Second, we compute an approximate Viterbi decoding of a diploid HMM similar to the Li-Stephens model46 using the sets of local reference haplotypes found above. A path through the HMM consists of a sequence of state pairs (one maternal reference haplotype and one paternal reference haplotype) at each location; we score a path according to the number of transitions on the maternal side, the number of transitions on the paternal side, and the number (and types) of Mendel errors between the proband and surrogate parents. An exact Viterbi decoding of this HMM using dynamic programming requires O(MK3) time (for K2 state pairs and O(K) possible transitions per position), which is too expensive for us; instead, we perform the dynamic programming within a beam search, pruning the search space from K2 state pairs to the top P=100–200 state pairs at each location and thus limiting the complexity to O(MKP). We then phase the proband according to the approximate Viterbi path.

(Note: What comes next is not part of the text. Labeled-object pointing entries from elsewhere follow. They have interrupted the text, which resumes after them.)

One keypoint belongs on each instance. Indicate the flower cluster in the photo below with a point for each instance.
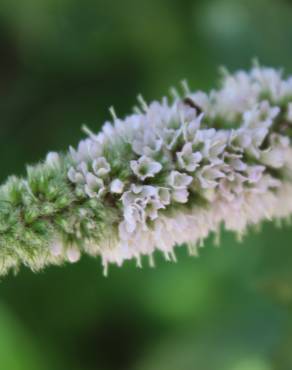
(170, 173)
(199, 160)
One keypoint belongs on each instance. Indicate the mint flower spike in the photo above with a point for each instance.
(170, 173)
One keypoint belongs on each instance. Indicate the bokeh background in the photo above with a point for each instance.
(62, 64)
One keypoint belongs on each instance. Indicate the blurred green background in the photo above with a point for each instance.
(63, 63)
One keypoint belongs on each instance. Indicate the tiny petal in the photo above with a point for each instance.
(116, 186)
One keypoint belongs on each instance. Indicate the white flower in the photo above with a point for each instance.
(116, 186)
(101, 167)
(179, 180)
(78, 175)
(94, 186)
(188, 160)
(273, 157)
(289, 112)
(180, 195)
(208, 176)
(145, 167)
(53, 159)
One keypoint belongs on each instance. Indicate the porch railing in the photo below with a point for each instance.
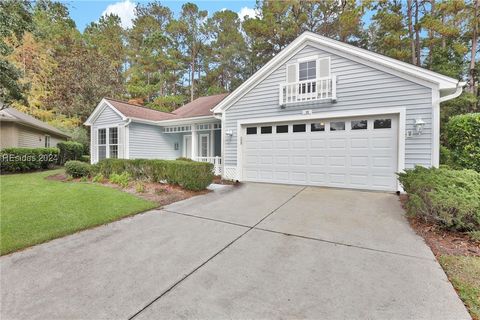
(308, 90)
(216, 161)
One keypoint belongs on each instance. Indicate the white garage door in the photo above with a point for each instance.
(348, 153)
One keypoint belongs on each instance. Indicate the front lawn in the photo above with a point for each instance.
(464, 273)
(34, 209)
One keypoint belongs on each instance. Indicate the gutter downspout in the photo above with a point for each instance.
(222, 139)
(126, 147)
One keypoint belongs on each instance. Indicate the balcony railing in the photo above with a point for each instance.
(308, 90)
(216, 161)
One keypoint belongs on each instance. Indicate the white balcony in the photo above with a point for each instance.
(308, 90)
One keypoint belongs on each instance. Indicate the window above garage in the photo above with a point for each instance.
(308, 79)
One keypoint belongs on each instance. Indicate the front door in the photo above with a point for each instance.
(187, 146)
(204, 145)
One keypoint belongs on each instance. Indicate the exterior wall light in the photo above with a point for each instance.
(419, 124)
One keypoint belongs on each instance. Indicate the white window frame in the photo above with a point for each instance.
(107, 142)
(300, 61)
(113, 144)
(47, 141)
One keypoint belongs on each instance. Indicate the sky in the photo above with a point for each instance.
(86, 11)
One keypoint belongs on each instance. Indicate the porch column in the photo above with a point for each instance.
(194, 142)
(212, 142)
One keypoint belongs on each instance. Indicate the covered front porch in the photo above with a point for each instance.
(200, 141)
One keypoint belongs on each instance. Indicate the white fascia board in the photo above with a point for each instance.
(414, 73)
(98, 110)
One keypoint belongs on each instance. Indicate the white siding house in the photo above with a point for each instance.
(319, 113)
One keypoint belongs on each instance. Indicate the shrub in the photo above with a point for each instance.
(69, 150)
(140, 187)
(448, 197)
(27, 159)
(462, 135)
(98, 178)
(78, 169)
(120, 179)
(188, 174)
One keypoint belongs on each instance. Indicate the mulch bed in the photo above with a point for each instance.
(162, 194)
(443, 242)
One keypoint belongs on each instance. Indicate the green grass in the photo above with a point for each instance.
(34, 210)
(464, 273)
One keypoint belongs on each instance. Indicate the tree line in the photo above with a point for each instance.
(53, 71)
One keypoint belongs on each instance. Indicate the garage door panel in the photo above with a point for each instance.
(282, 144)
(318, 144)
(318, 160)
(282, 160)
(337, 143)
(359, 143)
(359, 161)
(365, 159)
(359, 180)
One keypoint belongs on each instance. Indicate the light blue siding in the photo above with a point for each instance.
(149, 142)
(358, 87)
(107, 117)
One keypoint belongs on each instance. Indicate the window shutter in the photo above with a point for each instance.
(323, 67)
(121, 142)
(292, 73)
(93, 145)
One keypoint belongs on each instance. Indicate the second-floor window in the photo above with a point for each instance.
(307, 70)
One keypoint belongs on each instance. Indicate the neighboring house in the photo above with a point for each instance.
(321, 112)
(18, 129)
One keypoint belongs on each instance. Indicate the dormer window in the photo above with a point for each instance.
(308, 79)
(307, 70)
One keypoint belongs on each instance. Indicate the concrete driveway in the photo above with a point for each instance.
(257, 251)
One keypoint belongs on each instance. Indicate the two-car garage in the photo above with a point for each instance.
(360, 152)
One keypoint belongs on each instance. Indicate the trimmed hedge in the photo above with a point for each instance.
(27, 159)
(450, 198)
(69, 150)
(190, 175)
(462, 134)
(78, 169)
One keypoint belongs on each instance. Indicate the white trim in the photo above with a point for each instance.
(329, 67)
(435, 157)
(49, 140)
(200, 136)
(414, 73)
(186, 120)
(222, 145)
(99, 109)
(400, 111)
(212, 142)
(184, 151)
(306, 59)
(126, 147)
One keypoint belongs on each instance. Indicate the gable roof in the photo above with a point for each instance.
(199, 107)
(417, 74)
(13, 115)
(130, 110)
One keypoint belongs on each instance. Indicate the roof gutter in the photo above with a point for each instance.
(458, 92)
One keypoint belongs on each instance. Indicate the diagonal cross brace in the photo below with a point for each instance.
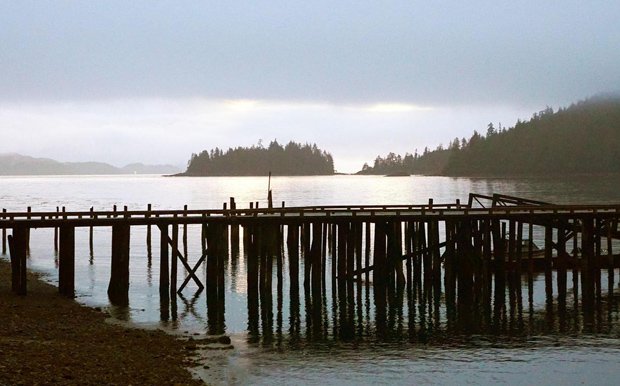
(192, 272)
(176, 253)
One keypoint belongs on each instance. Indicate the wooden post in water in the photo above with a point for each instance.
(3, 234)
(185, 230)
(56, 232)
(587, 255)
(18, 246)
(174, 259)
(90, 233)
(548, 261)
(610, 259)
(66, 261)
(148, 227)
(118, 288)
(164, 256)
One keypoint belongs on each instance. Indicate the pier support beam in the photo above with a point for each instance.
(18, 246)
(118, 289)
(66, 261)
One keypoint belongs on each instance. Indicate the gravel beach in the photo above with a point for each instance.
(48, 339)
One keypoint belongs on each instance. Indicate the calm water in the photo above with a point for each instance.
(543, 341)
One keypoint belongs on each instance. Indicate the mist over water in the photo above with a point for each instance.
(530, 340)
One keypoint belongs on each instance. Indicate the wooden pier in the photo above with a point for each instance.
(462, 253)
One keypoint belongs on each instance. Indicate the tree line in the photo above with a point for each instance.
(293, 159)
(581, 138)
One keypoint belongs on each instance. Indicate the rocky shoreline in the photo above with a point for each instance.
(48, 339)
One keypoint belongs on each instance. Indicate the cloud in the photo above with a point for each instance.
(170, 130)
(345, 52)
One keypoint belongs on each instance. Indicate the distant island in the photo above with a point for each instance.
(582, 138)
(293, 159)
(13, 164)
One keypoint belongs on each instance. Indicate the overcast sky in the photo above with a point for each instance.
(154, 81)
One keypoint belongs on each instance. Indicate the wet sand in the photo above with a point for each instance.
(48, 339)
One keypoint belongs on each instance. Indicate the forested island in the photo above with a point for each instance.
(293, 159)
(581, 138)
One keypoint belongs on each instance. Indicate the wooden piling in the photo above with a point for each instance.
(118, 288)
(18, 246)
(164, 256)
(56, 232)
(174, 256)
(66, 261)
(148, 227)
(3, 233)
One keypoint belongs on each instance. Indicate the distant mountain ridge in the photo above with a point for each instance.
(13, 164)
(583, 138)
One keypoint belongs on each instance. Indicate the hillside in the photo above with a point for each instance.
(294, 159)
(581, 138)
(13, 164)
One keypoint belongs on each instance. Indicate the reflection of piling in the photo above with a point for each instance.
(4, 233)
(66, 263)
(118, 288)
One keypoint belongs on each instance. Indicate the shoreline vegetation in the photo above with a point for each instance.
(583, 138)
(293, 159)
(46, 338)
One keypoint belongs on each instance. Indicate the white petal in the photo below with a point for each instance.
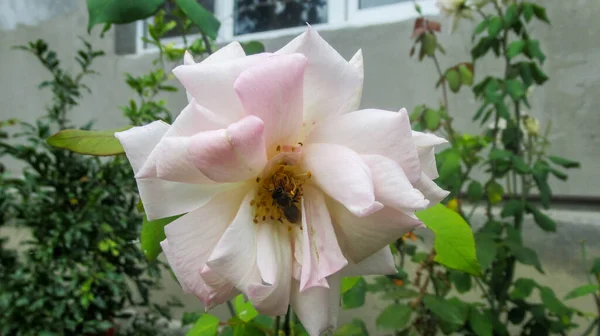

Third, we post-process the phase calls to correct sporadic errors. Within each window of three consecutive blocks, we use LSH to determine the frequencies of ≈1cM haplotypes that match the Viterbi-inferred maternal and paternal haplotypes up to at most two errors. In rare cases, the haplotype frequencies give strong evidence to flip the phase of one or two SNPs, in which case we override the Viterbi phase call. Finally, we also check the Viterbi-inferred maternal and paternal haplotypes for consistency with the longest previously-identified IBD segments; in rare cases when the Viterbi phasing requires a phase switch >1.5cM from either end of a probable IBD segment, we override the switch.
Fast mode of Eagle algorithm
Many parameters of the Eagle algorithm can potentially be modified to trade off accuracy and speed. For simplicity, we created a single ––fast mode that roughly doubles Eagle's speed by increasing the maximum SNP block span from 0.3cM to 0.5cM and reducing the comprehensiveness of the second HMM iteration (by reducing its beam search width from P=200 to 100 and only re-phasing the samples processed in the first half of the first HMM iteration).
Scaling of Eagle run time
Each of the three steps of the Eagle algorithm involves an all-pairs O(MN2) computation (M = number of SNPs, N = number of samples) followed by an additional computation; the latter computation is inexpensive for step 1 and scales close to linearly with N for steps 2 and 3 (Supplementary Table 2). Thus, the distribution of time spent per step changes slightly with sample size, but no specific step is asymptotically a bottleneck. Summing across the three steps, the all-pairs O(MN2) computation constitutes slightly over half of the total computational cost at N≈150,000 (Supplementary Table 2).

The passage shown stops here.